5:45 a.m.
-Hora de levantarse. -Hay que avanzar, el tiempo no da, el viaje es largo.                      -Tengo sueño, quisiera quedarme un rato más (doy vueltas y vueltas en la cama).

6:00-6:30 a.m.
-¡Wake up!
Un baño, vestimenta y listo. Rush, prisa, acelere.

6:30 a.m.
-De camino

-¿Estás bien?                               Sí                                                                                                                                                                      -¿De verdad?                                                                                                                                        Un poco ansiosa por el “rush”

Toda esa prisa, ese “rush”, de la mañana lo cogí yo. Yo no estaba apurada, pero mi entorno sí. Voy por el camino en silencio, sin palabras, ansiosa. Llevaba la tensión del entorno adherida a mi.

Muchas veces nos levantamos sensibles y alertas. En ocasiones, por cosas que podemos identificar, en otras, no sabemos por qué. Si a eso le sumamos que el ambiente está de prisa, tenso o acelerado, nos estamos sumando una ansiedad terrible.
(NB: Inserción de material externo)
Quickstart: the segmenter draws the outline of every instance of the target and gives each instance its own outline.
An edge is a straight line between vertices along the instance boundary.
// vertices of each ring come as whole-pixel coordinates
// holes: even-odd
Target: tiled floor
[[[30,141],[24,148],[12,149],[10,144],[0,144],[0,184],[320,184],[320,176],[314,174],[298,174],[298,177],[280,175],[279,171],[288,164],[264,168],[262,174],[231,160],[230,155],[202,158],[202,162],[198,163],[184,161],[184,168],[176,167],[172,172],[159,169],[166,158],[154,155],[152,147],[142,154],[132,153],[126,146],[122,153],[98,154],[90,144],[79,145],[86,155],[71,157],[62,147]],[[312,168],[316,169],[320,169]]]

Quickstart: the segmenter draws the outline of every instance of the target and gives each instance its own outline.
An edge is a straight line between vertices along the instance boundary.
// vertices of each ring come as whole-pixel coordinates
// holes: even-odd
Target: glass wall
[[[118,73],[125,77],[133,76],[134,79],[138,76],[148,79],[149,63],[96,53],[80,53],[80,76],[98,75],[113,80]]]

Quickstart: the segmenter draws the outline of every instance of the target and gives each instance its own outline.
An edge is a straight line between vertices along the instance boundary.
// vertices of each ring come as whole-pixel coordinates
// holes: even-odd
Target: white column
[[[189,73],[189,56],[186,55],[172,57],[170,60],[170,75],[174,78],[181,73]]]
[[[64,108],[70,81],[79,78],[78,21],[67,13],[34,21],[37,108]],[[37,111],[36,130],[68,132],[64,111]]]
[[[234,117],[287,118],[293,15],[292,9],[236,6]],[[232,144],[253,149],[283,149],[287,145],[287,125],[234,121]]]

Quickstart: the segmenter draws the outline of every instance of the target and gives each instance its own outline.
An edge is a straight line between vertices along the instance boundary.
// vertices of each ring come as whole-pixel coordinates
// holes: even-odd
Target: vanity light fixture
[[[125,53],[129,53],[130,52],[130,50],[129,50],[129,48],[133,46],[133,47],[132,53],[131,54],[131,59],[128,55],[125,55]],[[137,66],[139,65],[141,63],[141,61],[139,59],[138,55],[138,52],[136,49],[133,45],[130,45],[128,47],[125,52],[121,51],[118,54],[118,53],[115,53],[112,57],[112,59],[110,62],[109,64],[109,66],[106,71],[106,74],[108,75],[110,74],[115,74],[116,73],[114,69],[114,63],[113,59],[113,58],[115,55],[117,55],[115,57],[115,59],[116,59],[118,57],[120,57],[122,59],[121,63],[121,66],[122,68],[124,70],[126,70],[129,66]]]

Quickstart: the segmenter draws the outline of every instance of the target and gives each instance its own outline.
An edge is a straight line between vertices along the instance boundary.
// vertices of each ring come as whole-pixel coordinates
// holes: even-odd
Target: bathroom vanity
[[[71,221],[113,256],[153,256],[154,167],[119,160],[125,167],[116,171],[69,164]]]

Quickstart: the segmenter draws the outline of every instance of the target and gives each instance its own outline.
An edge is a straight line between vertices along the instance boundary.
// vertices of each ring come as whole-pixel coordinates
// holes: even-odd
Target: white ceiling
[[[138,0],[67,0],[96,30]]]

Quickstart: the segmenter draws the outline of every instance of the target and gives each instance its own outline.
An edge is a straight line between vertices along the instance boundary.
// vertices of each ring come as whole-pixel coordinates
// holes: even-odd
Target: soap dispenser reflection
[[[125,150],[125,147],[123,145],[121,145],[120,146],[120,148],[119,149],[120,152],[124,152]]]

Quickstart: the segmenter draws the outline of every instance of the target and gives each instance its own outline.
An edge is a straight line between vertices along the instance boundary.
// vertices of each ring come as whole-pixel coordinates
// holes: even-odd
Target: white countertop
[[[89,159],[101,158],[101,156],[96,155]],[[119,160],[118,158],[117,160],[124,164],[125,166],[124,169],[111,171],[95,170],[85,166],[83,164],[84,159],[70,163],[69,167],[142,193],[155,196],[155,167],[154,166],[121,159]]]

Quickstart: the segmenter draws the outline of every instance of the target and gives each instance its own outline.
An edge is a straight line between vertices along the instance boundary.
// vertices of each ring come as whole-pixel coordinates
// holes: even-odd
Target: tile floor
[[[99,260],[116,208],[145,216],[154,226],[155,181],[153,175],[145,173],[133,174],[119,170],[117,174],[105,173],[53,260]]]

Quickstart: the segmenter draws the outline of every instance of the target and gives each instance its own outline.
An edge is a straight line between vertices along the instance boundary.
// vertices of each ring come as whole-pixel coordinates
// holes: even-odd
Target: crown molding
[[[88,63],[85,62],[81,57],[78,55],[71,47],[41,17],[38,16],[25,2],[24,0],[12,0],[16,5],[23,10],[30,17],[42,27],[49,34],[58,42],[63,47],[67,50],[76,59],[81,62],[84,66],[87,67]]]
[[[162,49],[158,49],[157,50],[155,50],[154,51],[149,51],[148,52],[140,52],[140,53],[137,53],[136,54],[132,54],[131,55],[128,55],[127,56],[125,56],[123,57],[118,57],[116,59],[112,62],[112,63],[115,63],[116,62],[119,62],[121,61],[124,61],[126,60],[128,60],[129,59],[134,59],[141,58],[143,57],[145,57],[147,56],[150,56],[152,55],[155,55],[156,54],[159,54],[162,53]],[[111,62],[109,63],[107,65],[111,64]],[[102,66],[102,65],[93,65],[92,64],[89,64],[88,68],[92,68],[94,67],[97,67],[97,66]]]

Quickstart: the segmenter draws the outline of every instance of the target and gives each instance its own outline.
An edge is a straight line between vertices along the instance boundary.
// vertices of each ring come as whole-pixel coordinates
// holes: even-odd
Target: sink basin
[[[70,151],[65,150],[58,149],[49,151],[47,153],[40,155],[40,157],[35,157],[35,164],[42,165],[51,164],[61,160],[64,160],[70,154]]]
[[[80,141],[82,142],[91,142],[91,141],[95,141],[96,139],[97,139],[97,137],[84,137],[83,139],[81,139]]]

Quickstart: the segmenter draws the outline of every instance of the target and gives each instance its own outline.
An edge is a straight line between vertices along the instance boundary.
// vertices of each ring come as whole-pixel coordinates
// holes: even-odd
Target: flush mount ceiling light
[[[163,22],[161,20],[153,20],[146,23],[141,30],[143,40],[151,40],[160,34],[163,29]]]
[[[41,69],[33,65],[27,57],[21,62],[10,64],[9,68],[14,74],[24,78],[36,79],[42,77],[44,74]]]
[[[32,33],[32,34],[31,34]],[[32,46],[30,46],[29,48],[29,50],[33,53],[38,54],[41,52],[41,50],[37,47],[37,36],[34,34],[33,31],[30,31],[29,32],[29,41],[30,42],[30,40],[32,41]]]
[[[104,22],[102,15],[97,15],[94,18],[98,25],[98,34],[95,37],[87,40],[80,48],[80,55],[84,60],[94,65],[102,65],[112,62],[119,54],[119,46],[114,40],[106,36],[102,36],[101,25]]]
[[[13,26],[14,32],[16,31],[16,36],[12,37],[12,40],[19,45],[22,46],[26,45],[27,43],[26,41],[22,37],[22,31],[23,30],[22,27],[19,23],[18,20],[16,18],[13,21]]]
Y es que… el estilo de vida nos empuja hacia la vida estresada, no toma en cuenta el individuo como ente holístico. El sistema pretende que vivamos acelerados con el propósito de producirles.

“Levántate, báñate, vístete, sal de la casa (no comas), entra a las 8, produce hasta las 5, sal tenso, coge el tapón, detente en el supermercado por que no te ha dado tiempo de comprar leche, o, por que tienes que comprar algo para comer; pagas, tomas el tapón, llegas, cocinas (porque el sueldo no te da para gastar en comida afuera todo el tiempo), comes, te bañas y, quedas dormido”. De las 24 horas de una semana común, pasamos unas diez o más fuera de la casa, otras cuatro o cinco con nuestros seres queridos y las demás intentando descansar. ¿Justo, no?

…y así, toda esta maraña forma parte de que sientas ansiedad. ¡Sí, es parte! Por esta razón, es que debemos procurar mantener un ambiente donde prevalezca la tranquilidad. No digo que sea fácil, pero algo podemos hacer. El entorno no siempre lo podemos controlar, pero dentro de lo que podamos, podemos escoger reaccionar de forma que nos permita sentirnos bien, que no nos afecte o nos afecte lo menos posible.

Hay días que nos sentimos vulnerables y se nos complica manejar las cosas. Sin embargo, hay días en que nos sentimos mejor y de forma consciente podemos elegir y tratar de acomodar la vida a nuestro favor.